I've read the guide for using SphinxTrain models with Sphinx4, but after weeks of Googling my recognizer is still just nonsense. I've changed the file paths appropriately for acoustic & language models and the dictionaries, I've tried using both 8kHz and 16kHz clips 16-bit signed PCM audio (and adjusting the melFilterBank parameters accordingly). I just have no clue. There was no README or instruction set for configuring the acoustic/language model in the tarball either. I'm really hoping someone knows the correct configuration.

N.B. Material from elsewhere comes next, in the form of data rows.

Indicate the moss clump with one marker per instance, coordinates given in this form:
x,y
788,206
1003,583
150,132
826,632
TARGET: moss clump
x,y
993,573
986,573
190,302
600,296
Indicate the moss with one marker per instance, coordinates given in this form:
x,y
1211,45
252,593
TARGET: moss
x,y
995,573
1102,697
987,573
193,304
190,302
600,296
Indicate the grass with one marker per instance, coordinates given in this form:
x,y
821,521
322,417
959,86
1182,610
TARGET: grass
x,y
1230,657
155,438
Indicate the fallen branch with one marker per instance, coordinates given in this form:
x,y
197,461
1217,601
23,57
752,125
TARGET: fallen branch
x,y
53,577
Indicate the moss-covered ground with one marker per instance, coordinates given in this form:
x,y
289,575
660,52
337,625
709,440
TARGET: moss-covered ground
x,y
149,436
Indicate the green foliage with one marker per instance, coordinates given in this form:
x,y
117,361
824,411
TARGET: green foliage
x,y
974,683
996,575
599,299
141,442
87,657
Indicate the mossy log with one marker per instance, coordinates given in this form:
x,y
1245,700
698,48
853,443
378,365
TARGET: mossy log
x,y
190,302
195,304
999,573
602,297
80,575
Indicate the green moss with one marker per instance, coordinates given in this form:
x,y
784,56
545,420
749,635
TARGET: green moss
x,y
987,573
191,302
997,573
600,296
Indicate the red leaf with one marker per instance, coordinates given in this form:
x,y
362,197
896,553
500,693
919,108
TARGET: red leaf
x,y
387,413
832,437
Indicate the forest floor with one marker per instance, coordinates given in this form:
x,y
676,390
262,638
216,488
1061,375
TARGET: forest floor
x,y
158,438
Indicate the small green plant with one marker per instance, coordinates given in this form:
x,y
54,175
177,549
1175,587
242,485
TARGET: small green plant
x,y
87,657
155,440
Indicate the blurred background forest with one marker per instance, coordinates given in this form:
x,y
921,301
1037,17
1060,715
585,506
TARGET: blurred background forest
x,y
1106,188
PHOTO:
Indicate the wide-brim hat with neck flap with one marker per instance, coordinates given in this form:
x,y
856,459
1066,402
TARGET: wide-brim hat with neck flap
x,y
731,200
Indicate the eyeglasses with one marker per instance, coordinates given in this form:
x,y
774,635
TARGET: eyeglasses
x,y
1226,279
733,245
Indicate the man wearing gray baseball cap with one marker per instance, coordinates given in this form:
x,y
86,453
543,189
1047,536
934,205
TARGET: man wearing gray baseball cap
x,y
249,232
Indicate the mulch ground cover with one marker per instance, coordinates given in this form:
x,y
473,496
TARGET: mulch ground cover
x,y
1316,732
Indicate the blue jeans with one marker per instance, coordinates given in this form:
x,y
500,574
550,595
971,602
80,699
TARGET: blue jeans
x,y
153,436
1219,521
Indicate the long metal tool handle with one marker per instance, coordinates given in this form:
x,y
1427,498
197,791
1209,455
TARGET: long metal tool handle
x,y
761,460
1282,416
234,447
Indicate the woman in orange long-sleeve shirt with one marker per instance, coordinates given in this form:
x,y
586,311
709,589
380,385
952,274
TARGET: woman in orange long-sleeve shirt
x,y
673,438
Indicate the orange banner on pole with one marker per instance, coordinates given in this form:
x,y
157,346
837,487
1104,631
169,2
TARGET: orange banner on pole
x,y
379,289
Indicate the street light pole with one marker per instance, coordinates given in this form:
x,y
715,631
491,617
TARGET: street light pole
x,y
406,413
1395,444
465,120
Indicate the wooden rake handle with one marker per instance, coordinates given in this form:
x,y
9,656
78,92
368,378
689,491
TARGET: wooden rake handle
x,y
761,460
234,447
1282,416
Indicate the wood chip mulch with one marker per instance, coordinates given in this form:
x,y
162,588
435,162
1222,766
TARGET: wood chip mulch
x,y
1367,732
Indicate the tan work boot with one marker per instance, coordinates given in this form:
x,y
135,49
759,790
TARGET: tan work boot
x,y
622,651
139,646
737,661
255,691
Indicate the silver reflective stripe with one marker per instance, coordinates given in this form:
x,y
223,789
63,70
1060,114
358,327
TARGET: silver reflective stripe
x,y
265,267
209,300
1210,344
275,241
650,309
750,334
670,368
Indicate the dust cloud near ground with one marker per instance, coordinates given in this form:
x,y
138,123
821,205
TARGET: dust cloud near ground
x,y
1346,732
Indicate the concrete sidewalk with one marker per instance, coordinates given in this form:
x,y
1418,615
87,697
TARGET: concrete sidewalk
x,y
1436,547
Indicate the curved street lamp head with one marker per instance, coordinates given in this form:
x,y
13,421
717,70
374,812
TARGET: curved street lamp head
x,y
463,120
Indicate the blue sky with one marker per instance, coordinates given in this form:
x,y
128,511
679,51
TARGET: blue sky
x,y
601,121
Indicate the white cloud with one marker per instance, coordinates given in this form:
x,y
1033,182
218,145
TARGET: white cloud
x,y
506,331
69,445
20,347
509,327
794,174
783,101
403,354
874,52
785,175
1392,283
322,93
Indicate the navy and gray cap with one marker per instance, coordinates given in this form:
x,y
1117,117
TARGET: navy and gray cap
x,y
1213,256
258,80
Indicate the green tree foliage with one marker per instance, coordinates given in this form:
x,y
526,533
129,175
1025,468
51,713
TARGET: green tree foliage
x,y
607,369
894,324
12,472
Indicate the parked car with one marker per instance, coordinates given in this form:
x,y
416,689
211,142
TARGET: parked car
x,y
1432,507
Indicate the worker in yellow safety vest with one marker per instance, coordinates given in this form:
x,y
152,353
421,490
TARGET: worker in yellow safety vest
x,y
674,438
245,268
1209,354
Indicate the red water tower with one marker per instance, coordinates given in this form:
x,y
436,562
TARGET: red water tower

<?xml version="1.0" encoding="UTF-8"?>
<!--
Sphinx-4 Configuration file
-->
<!-- ******************************************************** -->
<!-- biship configuration file -->
<!-- ******************************************************** -->
<config>
<!-- ******************************************************** -->
<!-- frequently tuned properties -->
<!-- ******************************************************** -->
<property name="absoluteBeamWidth" value="500"/>
<property name="relativeBeamWidth" value="1E-80"/>
<property name="absoluteWordBeamWidth" value="20"/>
<property name="relativeWordBeamWidth" value="1E-60"/>
<property name="wordInsertionProbability" value="0.2"/>
<property name="languageWeight" value="10.5"/>
<property name="silenceInsertionProbability" value=".1"/>
<property name="frontend" value="epFrontEnd"/>
<property name="recognizer" value="recognizer"/>
<property name="showCreations" value="false"/>
<!-- ******************************************************** -->
<!-- word recognizer configuration -->
<!-- ******************************************************** -->
<component name="recognizer"
type="edu.cmu.sphinx.recognizer.Recognizer">
<property name="decoder" value="decoder"/>
<propertylist name="monitors">
<item>accuracyTracker </item>
<item>speedTracker </item>
<item>memoryTracker </item>
<item>recognizerMonitor </item>
</propertylist>
</component>
<!-- ******************************************************** -->
<!-- The Decoder configuration -->
<!-- ******************************************************** -->
<component name="decoder" type="edu.cmu.sphinx.decoder.Decoder">
<property name="searchManager" value="wordPruningSearchManager"/>
<property name="featureBlockSize" value="50"/>
</component>
<!-- ******************************************************** -->
<!-- The Search Manager -->
<!-- ******************************************************** -->
<component name="wordPruningSearchManager"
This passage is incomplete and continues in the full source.